Levi seufzte innerlich; er wollte sich aufsetzen und für Qin Chu trinken.

Doch in diesem Moment ertönte Qin Chus kalte Stimme: „Schenk es nicht ein, ich trinke nicht.“

Im nächsten Moment spürte Levi ein Gewicht auf seiner Schulter, als ihn jemand auf das Sofa drückte.

Plötzlich pfiff jemand.

Ein kühler, erfrischender Duft, wie der einer Bergquelle in einem schneebedeckten Gebirge, umhüllte mich. Inmitten der beißenden Kälte war nur die Berührung auf meinen Lippen sanft.

Levy blinzelte und erstarrte dann.

In diesem Augenblick schien der Schmerz in meiner Schulter zu verschwinden, der Kronleuchter über meinem Kopf verschwamm, und selbst die Schreie, die beinahe das Dach weggerissen hätten, wirkten fern und schwach.

Levy hatte das Gefühl, er sei spurlos verschwunden.

Es schien, als ob die Berührung ihrer Lippen die einzige Empfindung war, die ihr noch am Körper blieb.

Er hatte nicht erwartet, dass Qin Chuzhen ihn küssen würde.

Schließlich besaß General Qin noch immer viel Stolz. Selbst als einfacher Mensch würde er sich davor hüten, geschweige denn vor so vielen Menschen.

Es war nicht das erste Mal, dass er und Qin Chu sich geküsst hatten.

Er stahl Qin Chu Küsse auf die Wange und den Mundwinkel, doch jedes Mal war es nur eine flüchtige Berührung, die einen Hauch von Verspieltheit und Provokation in sich trug.

Er wusste, wie Qin Chu reagieren würde – vielleicht mit Abscheu, vielleicht mit Ungeduld oder vielleicht mit kalter Gleichgültigkeit und gar keiner Reaktion.

Ich bin nicht einmal wütend, es ist einfach nur verdammt frustrierend.

Die vergangenen Erlebnisse hatten sich tief in sein Gedächtnis eingebrannt, sodass sowohl sein Gehirn als auch sein Körper wie gelähmt waren, als Levy plötzlich geküsst wurde.

Jemand in der Nähe erhob die Stimme und rief: „Es ist schwer zu messen, ob man küsst, bis einem die Beine weich werden. Ich stoppe die Zeit. Küss auf jeden Fall volle fünf Minuten!“

Fünf Minuten sind viel zu kurz!

Levi war etwas nervös, sogar ein wenig verwirrt.
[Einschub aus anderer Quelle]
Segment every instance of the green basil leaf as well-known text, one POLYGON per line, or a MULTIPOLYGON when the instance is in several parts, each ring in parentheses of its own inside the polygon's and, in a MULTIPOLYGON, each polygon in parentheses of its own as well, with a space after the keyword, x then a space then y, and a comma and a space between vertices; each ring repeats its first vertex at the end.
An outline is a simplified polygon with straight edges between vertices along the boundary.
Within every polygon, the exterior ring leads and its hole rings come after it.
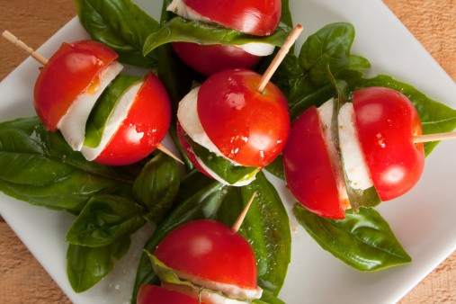
POLYGON ((229 184, 252 180, 256 173, 260 171, 258 166, 236 165, 227 158, 219 156, 201 145, 197 144, 188 135, 185 135, 185 139, 196 156, 229 184))
POLYGON ((410 263, 386 220, 371 208, 345 212, 345 219, 321 218, 300 204, 293 212, 298 221, 325 249, 361 271, 376 271, 410 263))
POLYGON ((329 82, 326 66, 335 76, 349 67, 353 40, 354 27, 347 22, 326 25, 307 39, 300 52, 300 63, 315 87, 329 82))
POLYGON ((283 171, 283 157, 278 156, 271 164, 266 165, 264 169, 282 180, 285 180, 285 172, 283 171))
POLYGON ((113 268, 109 246, 91 248, 70 244, 67 252, 67 274, 76 292, 95 285, 113 268))
POLYGON ((272 35, 259 37, 228 30, 216 24, 208 24, 175 16, 147 38, 143 53, 147 55, 161 45, 178 41, 229 45, 261 42, 280 47, 285 41, 290 31, 290 28, 281 24, 272 35))
POLYGON ((137 170, 86 161, 36 117, 0 123, 0 191, 31 204, 78 212, 97 193, 130 192, 137 170))
POLYGON ((254 192, 257 193, 239 233, 254 247, 258 285, 277 296, 285 281, 291 255, 291 233, 287 212, 277 191, 263 172, 258 173, 254 182, 240 188, 240 192, 242 209, 254 192))
POLYGON ((119 54, 119 60, 139 67, 156 65, 156 54, 143 56, 146 38, 159 23, 130 0, 76 0, 83 27, 92 39, 119 54))
POLYGON ((146 210, 121 196, 94 196, 67 234, 67 241, 89 247, 105 246, 130 236, 144 224, 146 210))
MULTIPOLYGON (((258 283, 277 294, 283 284, 291 255, 288 216, 273 186, 260 172, 255 181, 245 187, 230 187, 199 172, 182 182, 176 201, 179 204, 156 227, 145 250, 153 253, 169 232, 195 219, 212 219, 232 225, 254 192, 258 194, 247 212, 240 233, 246 237, 258 263, 258 283)), ((142 283, 157 282, 148 256, 143 255, 138 268, 133 299, 142 283)))
MULTIPOLYGON (((359 74, 352 74, 346 76, 346 78, 353 91, 369 86, 385 86, 401 92, 416 108, 423 126, 423 134, 450 132, 456 128, 456 110, 430 99, 410 85, 385 75, 362 78, 359 74)), ((425 144, 426 156, 438 143, 438 141, 433 141, 425 144)))
POLYGON ((159 221, 173 205, 179 190, 179 168, 175 161, 156 153, 142 169, 133 184, 139 203, 147 209, 147 219, 159 221))
POLYGON ((90 112, 85 124, 84 146, 97 148, 100 145, 104 127, 119 100, 131 85, 140 80, 140 77, 120 75, 106 87, 90 112))

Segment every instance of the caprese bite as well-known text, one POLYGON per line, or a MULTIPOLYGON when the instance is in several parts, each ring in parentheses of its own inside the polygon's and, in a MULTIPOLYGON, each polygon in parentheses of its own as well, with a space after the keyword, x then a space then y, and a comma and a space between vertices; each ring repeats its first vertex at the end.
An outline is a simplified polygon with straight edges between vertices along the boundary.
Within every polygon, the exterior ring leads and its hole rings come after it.
POLYGON ((362 195, 373 186, 389 201, 408 192, 425 164, 423 144, 414 143, 422 127, 413 103, 385 87, 357 90, 340 110, 333 103, 302 113, 283 150, 287 185, 300 203, 344 219, 349 192, 362 195))
POLYGON ((210 76, 179 103, 178 133, 191 161, 221 183, 241 186, 274 160, 290 132, 288 103, 280 89, 247 69, 210 76))
POLYGON ((159 243, 151 259, 163 287, 204 303, 249 303, 263 293, 252 246, 216 220, 180 226, 159 243), (169 272, 179 281, 163 275, 169 272))
MULTIPOLYGON (((174 0, 167 10, 189 20, 216 23, 246 34, 267 36, 277 29, 282 4, 280 0, 174 0)), ((206 76, 227 68, 249 68, 261 57, 271 55, 274 49, 273 46, 265 43, 229 46, 174 42, 173 48, 184 63, 206 76)))
POLYGON ((118 55, 94 40, 63 43, 41 67, 34 87, 35 111, 50 131, 59 130, 80 150, 85 121, 104 88, 122 69, 118 55))
POLYGON ((149 155, 171 121, 167 92, 152 73, 120 75, 110 48, 94 40, 63 43, 41 68, 34 107, 87 160, 121 165, 149 155))

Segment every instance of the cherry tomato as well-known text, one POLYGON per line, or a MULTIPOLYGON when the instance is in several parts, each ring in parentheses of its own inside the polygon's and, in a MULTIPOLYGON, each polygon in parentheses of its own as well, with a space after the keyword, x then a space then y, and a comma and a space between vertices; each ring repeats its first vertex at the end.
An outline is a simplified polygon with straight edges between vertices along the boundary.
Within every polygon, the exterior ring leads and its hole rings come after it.
POLYGON ((35 111, 46 128, 57 130, 77 95, 96 90, 100 72, 116 60, 112 49, 94 40, 63 43, 42 67, 35 83, 35 111))
POLYGON ((226 28, 256 36, 272 34, 281 20, 280 0, 183 0, 183 3, 226 28))
POLYGON ((271 163, 290 132, 288 103, 281 90, 246 69, 228 69, 210 76, 198 94, 198 116, 204 131, 228 158, 246 166, 271 163))
POLYGON ((381 201, 410 190, 425 166, 420 118, 402 94, 385 87, 368 87, 353 94, 358 136, 375 189, 381 201))
POLYGON ((325 218, 344 219, 349 202, 339 198, 336 173, 323 134, 315 106, 293 122, 282 154, 287 187, 312 212, 325 218))
POLYGON ((138 304, 204 304, 198 299, 164 287, 142 284, 138 291, 138 304))
POLYGON ((187 66, 206 76, 227 68, 249 68, 261 58, 229 45, 174 42, 173 48, 187 66))
POLYGON ((199 280, 257 289, 252 246, 215 220, 195 220, 177 228, 160 242, 154 255, 173 270, 199 280))
POLYGON ((168 94, 160 80, 149 73, 127 118, 95 161, 121 165, 146 157, 163 140, 170 122, 168 94))

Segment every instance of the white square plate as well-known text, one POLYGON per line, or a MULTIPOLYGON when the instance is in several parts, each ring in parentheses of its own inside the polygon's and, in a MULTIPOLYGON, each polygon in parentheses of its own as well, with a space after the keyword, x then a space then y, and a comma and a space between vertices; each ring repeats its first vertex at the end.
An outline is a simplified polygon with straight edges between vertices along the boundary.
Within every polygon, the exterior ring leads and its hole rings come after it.
MULTIPOLYGON (((157 18, 161 1, 136 1, 157 18)), ((371 75, 387 74, 407 82, 432 99, 456 108, 456 85, 380 0, 291 0, 295 23, 304 26, 297 42, 333 22, 349 22, 356 29, 353 53, 372 64, 371 75)), ((46 57, 62 41, 88 38, 77 19, 57 32, 39 51, 46 57)), ((35 115, 31 101, 39 64, 26 59, 0 84, 0 121, 35 115)), ((456 141, 441 143, 426 159, 419 183, 407 195, 382 203, 379 211, 389 222, 413 263, 377 273, 350 268, 318 245, 291 218, 291 264, 281 292, 290 304, 394 303, 456 248, 456 141)), ((287 207, 292 199, 282 183, 273 180, 287 207)), ((144 234, 138 250, 86 292, 75 293, 66 273, 65 235, 74 218, 65 212, 33 207, 0 193, 0 214, 38 261, 75 303, 129 302, 144 234), (131 262, 135 261, 135 262, 131 262)), ((291 216, 292 217, 292 216, 291 216)))

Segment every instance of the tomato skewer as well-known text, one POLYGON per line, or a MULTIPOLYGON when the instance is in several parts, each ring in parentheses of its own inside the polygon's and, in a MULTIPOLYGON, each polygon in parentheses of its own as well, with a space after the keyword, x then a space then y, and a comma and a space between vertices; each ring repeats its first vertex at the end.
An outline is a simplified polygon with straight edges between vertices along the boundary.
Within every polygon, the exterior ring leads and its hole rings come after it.
MULTIPOLYGON (((26 43, 24 43, 23 41, 22 41, 21 40, 19 40, 17 37, 15 37, 13 34, 12 34, 11 32, 9 32, 8 31, 4 31, 2 33, 2 35, 6 40, 8 40, 10 42, 12 42, 13 44, 16 45, 18 48, 25 50, 30 56, 31 56, 34 59, 36 59, 41 65, 46 66, 49 63, 48 58, 46 58, 45 57, 43 57, 40 53, 36 52, 32 48, 29 47, 26 43)), ((108 49, 107 47, 104 47, 104 48, 108 49)), ((112 52, 113 54, 115 54, 113 51, 112 51, 112 52)), ((155 83, 156 83, 156 82, 155 82, 155 83)), ((46 122, 45 124, 46 124, 47 128, 49 129, 51 131, 55 130, 55 127, 53 127, 54 123, 50 123, 49 124, 49 122, 46 122)), ((173 157, 174 160, 176 160, 176 161, 183 164, 183 162, 179 157, 177 157, 174 154, 173 154, 169 149, 167 149, 165 147, 164 147, 161 143, 157 143, 156 145, 156 148, 157 148, 158 150, 162 151, 163 153, 168 155, 169 156, 173 157)), ((129 157, 127 157, 127 158, 129 158, 129 157)), ((106 156, 103 156, 103 159, 106 159, 106 156)), ((115 163, 116 162, 114 161, 113 164, 110 164, 110 165, 115 165, 115 163)), ((125 165, 127 165, 127 164, 125 164, 125 165)))

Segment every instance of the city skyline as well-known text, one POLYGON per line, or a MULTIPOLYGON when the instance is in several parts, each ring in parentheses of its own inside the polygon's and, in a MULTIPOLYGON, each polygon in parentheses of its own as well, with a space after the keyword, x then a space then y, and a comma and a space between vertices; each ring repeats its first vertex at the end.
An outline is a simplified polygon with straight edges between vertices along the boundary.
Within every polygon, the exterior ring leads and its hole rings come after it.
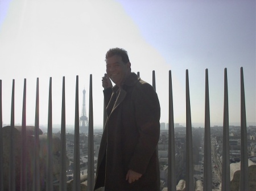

Würde Qin Chu ihn wirklich küssen?

Warum ist es so weich?

Diese Person ist so kalt und hat einen so sturen Mund – fühlt es sich so an, ihre Lippen zu küssen?

Oder träumt er davon, die Luft zu küssen?

Levys Gedanken waren völlig durcheinander.

Um dies zu überprüfen, öffnete er den Mund und biss zu – und zwar ziemlich fest.

Qin Chu stieß ein gedämpftes Stöhnen aus, seine Stirn runzelte sich leicht und seine Wimpern zitterten.

Levy sah die Dinge schließlich klar.

Verdammt, sie haben sich tatsächlich geküsst.

Sein Biss schien einen Schalter umzulegen, und Qin Chu, die zuvor nur seine Lippen berührt hatte, öffnete ihren Mund und biss als Vergeltung zurück.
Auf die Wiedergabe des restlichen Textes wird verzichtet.